Finland flirts with electronic voting, but the same old problems loom

Published by kercheval at 8:42 pm under General news, Who's behind the scenes? Edit This

Demo of Scytl voting machine, showing voter’s electronic card
Finland will try out electronic voting during its October 2008 elections. Only people entitled to vote in the Finnish cities of Karkkila, Kauniainen, and Vihti will get to use the pilot system, which will be available during the advance voting period of October 15 to 21 and at the regular election day polling stations on October 26. Traditional voting by paper ballot will also be allowed. (That four-day gap between advance voting and the official election day must make their television coverage of elections very interesting, if advance totals are released to the public before election day.) Here’s how Finland’s Ministry of Justice reports the system will work:

When voting electronically, the voter will, upon establishing proof of identity, receive a voting card on which his or her data are recorded. The voter inserts the card in the card reader in the voting terminal, presses the number of the candidate on the touch screen and approves it.

The secrecy of the election process is equally well protected in electronic voting as in traditional ballot voting. The vote and the social security number of the voter are registered in the electronic ballot box of the Ministry of Justice via the voting terminal in such a way as to make it impossible to combine the two.

The core elements of the electronic voting system are based on the Linux operative system. The voting system is supplied to the Ministry of Justice by TietoEnator and the data security solution is based on a product of the company Scytl . In the spring of 2008 the Department of Mathematics at the University of Turku will perform an independent assessment of electronic voting after which possibly necessary amendments will be made to the system.

Following up on that last sentence:

The Ministry of Justice of Finland has successfully completed the acceptance testing process for Scytl’s Pnyx, which will be implemented in the Finnish local elections in October 2008, representing the first e-voting experience in Finland. The acceptance testing was witnessed by eleven representatives from the following municipalities: Helsinki, Espoo, Karkkila, Vihti, Kauniainen and Tampere. Scytl has partnered for this project with TietoEnator, the largest system integrator in Finland.
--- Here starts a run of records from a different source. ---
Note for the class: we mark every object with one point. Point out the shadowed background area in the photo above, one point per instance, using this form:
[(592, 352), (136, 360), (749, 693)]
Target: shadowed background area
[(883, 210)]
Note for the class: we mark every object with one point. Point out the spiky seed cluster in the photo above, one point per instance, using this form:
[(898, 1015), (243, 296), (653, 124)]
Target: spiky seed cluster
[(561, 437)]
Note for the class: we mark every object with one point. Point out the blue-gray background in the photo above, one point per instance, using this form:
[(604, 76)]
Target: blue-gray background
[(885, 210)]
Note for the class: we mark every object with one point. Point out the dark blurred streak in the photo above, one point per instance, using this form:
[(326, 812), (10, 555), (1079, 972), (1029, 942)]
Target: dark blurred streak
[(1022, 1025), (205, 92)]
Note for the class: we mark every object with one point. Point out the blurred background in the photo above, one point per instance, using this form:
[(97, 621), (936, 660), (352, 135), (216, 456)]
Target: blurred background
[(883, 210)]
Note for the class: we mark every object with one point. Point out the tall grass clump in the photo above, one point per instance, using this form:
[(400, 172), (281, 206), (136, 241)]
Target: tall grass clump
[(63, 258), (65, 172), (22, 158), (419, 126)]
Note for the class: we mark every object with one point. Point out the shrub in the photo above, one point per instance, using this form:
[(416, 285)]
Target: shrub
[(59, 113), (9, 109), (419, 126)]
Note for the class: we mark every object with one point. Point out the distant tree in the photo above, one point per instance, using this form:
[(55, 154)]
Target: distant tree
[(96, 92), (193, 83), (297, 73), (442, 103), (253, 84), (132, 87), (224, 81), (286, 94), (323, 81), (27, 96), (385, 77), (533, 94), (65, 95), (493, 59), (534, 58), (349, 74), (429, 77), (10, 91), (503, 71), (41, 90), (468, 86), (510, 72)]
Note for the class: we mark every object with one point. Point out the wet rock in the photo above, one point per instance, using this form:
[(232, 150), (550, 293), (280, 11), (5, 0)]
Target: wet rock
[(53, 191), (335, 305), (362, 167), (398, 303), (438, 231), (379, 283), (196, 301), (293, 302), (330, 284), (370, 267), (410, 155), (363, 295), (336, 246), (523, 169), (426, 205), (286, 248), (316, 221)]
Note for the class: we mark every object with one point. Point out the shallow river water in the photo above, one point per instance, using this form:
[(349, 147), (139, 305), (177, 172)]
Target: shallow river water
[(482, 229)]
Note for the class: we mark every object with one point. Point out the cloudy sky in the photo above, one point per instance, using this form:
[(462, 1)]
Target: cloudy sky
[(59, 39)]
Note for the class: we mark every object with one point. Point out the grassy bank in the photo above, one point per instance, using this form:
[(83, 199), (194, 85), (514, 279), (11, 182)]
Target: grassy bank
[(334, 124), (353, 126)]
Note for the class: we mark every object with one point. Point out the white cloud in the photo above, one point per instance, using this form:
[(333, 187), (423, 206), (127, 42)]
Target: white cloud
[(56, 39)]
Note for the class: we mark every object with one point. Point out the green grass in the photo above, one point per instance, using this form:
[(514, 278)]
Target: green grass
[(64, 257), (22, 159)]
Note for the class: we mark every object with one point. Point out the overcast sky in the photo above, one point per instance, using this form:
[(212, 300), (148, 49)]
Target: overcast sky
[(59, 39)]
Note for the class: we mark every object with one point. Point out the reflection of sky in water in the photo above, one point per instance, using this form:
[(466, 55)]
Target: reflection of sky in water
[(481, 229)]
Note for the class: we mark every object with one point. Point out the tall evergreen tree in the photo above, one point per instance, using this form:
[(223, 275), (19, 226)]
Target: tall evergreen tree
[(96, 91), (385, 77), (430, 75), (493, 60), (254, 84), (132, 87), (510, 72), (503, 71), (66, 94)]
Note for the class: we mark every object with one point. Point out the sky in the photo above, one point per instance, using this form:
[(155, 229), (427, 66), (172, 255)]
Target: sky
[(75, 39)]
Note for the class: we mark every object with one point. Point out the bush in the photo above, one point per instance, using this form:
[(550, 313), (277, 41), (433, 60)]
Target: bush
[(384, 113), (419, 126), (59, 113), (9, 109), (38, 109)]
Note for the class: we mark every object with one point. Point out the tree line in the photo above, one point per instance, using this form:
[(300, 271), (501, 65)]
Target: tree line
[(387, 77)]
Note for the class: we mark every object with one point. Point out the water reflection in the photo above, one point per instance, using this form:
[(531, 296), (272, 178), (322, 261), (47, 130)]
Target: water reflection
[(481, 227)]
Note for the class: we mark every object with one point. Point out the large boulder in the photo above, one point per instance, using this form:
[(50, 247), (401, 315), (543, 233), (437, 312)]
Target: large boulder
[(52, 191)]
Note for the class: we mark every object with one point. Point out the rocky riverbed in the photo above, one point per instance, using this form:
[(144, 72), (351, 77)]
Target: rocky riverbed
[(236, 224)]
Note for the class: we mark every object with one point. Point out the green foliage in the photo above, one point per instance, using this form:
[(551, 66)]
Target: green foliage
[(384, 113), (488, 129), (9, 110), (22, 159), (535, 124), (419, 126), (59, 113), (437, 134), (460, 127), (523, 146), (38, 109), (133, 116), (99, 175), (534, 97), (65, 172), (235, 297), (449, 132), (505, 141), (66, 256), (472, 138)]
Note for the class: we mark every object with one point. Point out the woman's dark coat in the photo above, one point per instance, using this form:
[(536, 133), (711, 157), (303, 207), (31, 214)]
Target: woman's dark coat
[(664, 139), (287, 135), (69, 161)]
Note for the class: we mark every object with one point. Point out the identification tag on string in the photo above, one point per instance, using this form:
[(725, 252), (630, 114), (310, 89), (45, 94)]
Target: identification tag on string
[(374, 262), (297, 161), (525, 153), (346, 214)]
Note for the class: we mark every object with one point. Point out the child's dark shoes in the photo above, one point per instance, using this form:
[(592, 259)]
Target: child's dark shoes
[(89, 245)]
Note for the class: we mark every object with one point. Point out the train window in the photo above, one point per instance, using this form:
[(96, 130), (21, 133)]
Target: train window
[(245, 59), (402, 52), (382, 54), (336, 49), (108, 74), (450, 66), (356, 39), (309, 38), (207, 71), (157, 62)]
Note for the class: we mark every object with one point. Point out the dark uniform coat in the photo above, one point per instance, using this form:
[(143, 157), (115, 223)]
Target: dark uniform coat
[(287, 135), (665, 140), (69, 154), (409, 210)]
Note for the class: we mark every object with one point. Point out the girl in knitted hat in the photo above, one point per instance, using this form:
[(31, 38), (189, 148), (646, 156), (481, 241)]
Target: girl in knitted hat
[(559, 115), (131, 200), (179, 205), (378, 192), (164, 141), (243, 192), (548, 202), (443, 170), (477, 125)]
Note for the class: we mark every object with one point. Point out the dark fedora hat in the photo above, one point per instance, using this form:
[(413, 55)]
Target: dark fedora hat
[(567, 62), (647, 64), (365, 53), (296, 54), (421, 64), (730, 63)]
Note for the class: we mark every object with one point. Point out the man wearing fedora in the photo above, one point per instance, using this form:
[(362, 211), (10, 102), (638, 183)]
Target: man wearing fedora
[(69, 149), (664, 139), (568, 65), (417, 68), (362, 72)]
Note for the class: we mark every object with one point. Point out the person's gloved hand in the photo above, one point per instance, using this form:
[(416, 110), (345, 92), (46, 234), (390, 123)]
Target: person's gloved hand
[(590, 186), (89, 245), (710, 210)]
I’d feel a lot happier about this if ES&S weren’t Scytl’s partner in the Finnish election tryouts. This is the ES&S I know.

Meanwhile, Electronic Frontier Finland (Effi) , a Finnish association for promoting digital rights, sent a request for information to the Finnish Ministry of Justice back in February . The ministry’s response was that documentation could not be provided because it would violate the vendors’ trade secrets. Doesn’t that sound familiar? [Note: there’s no permalink to this story on the home site; look for the February 7, 2008 bulletin in the Legal News column on the right.]

Effi, therefore, has only analyzed the system as far as high-level documents from the Ministry of Justice and a U.S. patent held by Scytl will permit it, according to Legislationline. Effi expects that the system will not utilize a voter-verified paper ballot system or an electronic receipt system.

In traditional Finnish elections, manual vote counting, mandatory repeat counting, and publication of the results are overseen by representatives of the competing political parties at each polling station. Ah, but electronic voting is so…so shiny!